REDACCIÓN
La Generalitat envió ayer una carta a la ministra de Fomento, Magdalena Álvarez, en la que le exige poder participar en la gestión de los aeropuertos de la Comunidad Valenciana (El Altet y Manises), "del mismo modo que harán otras comunidades autónomas", como Cataluña o Madrid. Así lo anunció en un comunicado de prensa el vicepresidente tercero del Consell, Juan Cotino, en el que denunció "el trato discriminatorio que el Ejecutivo de Rodríguez Zapatero dará a algunas comunidades autónomas como la valenciana, mediante el nuevo modelo de gestión aeroportuaria". El Consejo de Ministros aprobó el pasado viernes la privatización del 30% de la gestión aeroportuaria de Aena, así como la participación de Madrid y Cataluña en la gestión de Barajas y El Prat, respectivamente.
Para Cotino, "los criterios del Ministerio de Fomento para justificar que tan sólo unas comunidades autónomas podrán participar en los órganos de gestión de los aeropuertos tienen como fondo dar cobertura a las exigencias del Estatuto de Autonomía de Cataluña, primando una vez más a unas comunidades en detrimento de otras". La Generalitat, según Cotino, "llevará a todos los ámbitos posibles la reclamación para participar en la gestión de los aeropuertos del mismo modo que lo harán Madrid, Cataluña o Baleares". Para Cotino, no podemos consentir un nuevo agravio comparativo de Zapatero y su equipo de gobierno, que nuevamente pretenden discriminar a la Comunidad Valenciana, negándonos la gestión de unas infraestructuras fundamentales para el crecimiento económico" afirmó Cotino.

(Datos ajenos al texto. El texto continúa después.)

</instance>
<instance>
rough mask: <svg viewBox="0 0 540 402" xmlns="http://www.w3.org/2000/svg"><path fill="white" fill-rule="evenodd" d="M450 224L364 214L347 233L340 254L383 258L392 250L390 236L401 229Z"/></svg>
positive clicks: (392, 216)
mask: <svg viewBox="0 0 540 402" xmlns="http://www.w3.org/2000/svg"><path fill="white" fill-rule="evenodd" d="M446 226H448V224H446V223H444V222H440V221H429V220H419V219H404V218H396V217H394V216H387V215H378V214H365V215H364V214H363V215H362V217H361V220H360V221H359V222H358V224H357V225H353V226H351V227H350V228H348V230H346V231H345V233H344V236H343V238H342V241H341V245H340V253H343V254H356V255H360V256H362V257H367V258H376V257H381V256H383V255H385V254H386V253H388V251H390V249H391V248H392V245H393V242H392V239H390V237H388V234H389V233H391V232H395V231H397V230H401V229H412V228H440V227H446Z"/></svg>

La petición del Consell contrastó con la reacción del vicesecretario de Comunicación y portavoz del PP, Esteban González Pons -conseller del Gobierno Camps en la anterior legislatura- quien lamentó la decisión del Gobierno. "El de los aeropuertos es un sistema nacional y solidario, y los aeropuertos más rentables permiten que sobrevivan los menos rentables", así como "equilibrado" al posibilitar que un aeropuerto exista allá donde hay necesidad, aunque no sea rentable. González Pons afirmó que con las últimas decisiones adoptadas por el Gobierno, algunos aeropuertos saldrán del sistema y éste "dejará de ser nacional" y "solidario, porque los aeropuertos grandes ya no mantendrán a los pequeños", por lo que el entramado "se desequilibrará y empezará a generar gastos a la Administración".